ATLANTIC, Iowa — What started out as a side job for a farmer looking to bring in extra money turned into a career in school transportation that he grew to love for over two decades before retiring in December.
In 1996, Dave Eckles was a farmer when he became a substitute driver for extra money. After a year, he was hired as a mechanic, but still drove for about six more years, then took over as transportation director for Atlantic Community School District in 2000 where he remained for 18 years.
As the district’s transportation director, Eckles has enjoyed overseeing all aspects of the job, especially interacting daily with drivers, students, and mechanics. As a driver, he enjoyed conversations with his students, and as a mechanic he found it rewarding to know that if a driver came in to the shop, he could "brighten their day a bit,” by fixing their bus, he told School Bus Fleet.
Although it has been challenging to fill bus driver positions for activity trips, dealing with shortages from time to time, he has always been able to count on the support of his drivers and mechanics.
“It’s nice to see everything running smoothly,” Eckles said. “I commend my drivers for making me look good.”
That smooth operation includes the transportation department’s fleet. Eckles began working to convert the fleet from diesel to propane in 2012, purchasing one bus that year, and a few more the following year.
The department installed a propane fueling station in 2016 and bought more propane buses, and now close to half of the fleet runs on propane.
With support from the district’s superintendent, he made the decision to convert the fleet in an effort to lessen pollution around students and staff and reduce costs, Eckles said.
Additional benefits of the propane buses have been improved student behavior, because the buses run more smoothly and quietly, and they heat up quickly in the winter, he added.
There have been some amusing moments along the way, Eckles noted. He told one bus driver that she should start a diary of all the occurrences on her rural route. In particular, one day just under 10 years ago she brought her bus back to the yard and it had a mailbox stuck in the rear window.
“She couldn’t remove it,” he recalled. “I had to go pry it loose.”
Eckles has also served on the Iowa Pupil Transportation Association’s board of directors and on the Iowa Department of Education’s Maintenance and Inspection Advisory Council (MIAC) for many years.

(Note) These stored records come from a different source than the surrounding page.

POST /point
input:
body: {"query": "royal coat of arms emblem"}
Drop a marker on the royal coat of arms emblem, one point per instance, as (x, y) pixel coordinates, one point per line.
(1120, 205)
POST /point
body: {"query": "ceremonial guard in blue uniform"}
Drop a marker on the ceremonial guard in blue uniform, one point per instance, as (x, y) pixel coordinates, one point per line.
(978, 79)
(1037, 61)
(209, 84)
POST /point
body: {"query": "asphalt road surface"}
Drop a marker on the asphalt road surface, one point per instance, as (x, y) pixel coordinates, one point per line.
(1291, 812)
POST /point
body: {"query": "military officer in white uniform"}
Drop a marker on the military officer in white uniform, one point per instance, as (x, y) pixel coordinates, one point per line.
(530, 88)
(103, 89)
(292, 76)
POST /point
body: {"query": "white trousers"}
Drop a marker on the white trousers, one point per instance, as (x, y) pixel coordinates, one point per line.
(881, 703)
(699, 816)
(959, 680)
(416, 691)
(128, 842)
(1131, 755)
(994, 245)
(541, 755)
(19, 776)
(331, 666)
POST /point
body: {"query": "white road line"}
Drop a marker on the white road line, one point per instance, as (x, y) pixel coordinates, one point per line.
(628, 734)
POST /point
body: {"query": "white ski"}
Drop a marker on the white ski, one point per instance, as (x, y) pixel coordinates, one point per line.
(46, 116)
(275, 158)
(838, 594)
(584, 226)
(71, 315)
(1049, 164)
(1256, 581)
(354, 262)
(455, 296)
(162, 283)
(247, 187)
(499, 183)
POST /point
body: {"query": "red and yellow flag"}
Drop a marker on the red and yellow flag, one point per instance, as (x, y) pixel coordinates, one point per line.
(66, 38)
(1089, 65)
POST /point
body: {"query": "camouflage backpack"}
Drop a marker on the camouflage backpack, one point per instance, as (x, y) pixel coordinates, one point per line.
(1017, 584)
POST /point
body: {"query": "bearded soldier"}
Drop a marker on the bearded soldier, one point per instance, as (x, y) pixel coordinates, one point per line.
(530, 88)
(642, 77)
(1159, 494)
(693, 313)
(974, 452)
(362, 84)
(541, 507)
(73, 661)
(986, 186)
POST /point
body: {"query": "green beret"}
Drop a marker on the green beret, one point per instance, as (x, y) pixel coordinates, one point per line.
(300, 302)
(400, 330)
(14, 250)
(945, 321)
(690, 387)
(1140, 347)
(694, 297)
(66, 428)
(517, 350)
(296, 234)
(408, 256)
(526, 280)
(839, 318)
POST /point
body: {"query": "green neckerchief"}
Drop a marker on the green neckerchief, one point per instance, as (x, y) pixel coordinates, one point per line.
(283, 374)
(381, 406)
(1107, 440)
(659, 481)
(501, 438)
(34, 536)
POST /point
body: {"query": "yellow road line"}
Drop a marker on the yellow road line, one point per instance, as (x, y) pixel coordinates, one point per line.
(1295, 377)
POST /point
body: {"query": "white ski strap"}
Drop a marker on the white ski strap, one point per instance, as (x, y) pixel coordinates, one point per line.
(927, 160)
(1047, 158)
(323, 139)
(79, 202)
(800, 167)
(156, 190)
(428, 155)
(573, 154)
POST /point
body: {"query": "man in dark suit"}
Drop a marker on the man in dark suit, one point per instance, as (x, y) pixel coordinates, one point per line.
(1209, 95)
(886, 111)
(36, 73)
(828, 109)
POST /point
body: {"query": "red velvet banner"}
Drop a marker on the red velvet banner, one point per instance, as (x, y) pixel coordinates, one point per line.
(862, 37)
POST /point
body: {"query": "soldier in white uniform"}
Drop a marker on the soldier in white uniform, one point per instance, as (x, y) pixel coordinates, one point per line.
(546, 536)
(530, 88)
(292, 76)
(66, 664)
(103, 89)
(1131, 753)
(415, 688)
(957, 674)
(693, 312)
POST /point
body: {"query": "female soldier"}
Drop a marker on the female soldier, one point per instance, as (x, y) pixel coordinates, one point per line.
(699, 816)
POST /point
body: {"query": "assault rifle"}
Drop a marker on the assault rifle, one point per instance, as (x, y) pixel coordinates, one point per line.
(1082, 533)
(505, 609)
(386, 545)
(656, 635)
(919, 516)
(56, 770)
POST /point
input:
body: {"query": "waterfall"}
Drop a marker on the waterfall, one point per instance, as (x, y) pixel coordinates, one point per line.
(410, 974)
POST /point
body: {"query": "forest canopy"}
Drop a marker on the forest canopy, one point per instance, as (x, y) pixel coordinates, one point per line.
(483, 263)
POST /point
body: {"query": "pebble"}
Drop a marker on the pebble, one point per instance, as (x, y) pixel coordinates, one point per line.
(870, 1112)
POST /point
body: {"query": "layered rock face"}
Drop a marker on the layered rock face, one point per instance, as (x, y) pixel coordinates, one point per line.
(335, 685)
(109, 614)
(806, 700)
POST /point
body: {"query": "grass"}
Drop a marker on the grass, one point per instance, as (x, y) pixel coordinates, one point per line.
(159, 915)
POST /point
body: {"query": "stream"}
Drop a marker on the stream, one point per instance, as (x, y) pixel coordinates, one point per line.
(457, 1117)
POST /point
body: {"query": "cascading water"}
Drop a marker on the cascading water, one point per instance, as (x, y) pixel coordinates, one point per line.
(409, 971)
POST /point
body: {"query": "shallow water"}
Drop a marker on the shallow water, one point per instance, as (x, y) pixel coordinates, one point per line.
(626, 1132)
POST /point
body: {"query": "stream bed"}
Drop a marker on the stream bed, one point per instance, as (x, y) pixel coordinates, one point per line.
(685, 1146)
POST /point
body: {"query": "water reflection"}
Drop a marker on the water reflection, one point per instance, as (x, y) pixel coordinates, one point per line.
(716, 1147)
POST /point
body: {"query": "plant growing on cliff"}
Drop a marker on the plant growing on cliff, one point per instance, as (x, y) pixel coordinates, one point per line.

Max Christensen, an executive officer for school transportation at the Iowa Department of Education, has worked with Eckles on the council, and noted that he has participated in a number of pilot projects in Iowa.
“The MIAC helps our inspection team work through issues that arise throughout the year, plus they are an integral part of the process when we update our construction standards,” Christensen said. “Plus, he's just a super nice guy on top of all of it. I'm going to miss him, but I wish him the best of luck in retirement: he has certainly earned it.”
Eckles’ retirement was effective Dec. 31. (A successor hasn’t been named yet.) He plans to spend more time with his family on his small farm, where he has a lot of fix -up projects planned, and do some fishing and traveling with his wife, he said.
Despite concluding his school transportation career, he will remember it fondly.
“It’s one of those positions you never start out in life thinking you’re going to get,” he said. “It’s one of those jobs you grow to love.”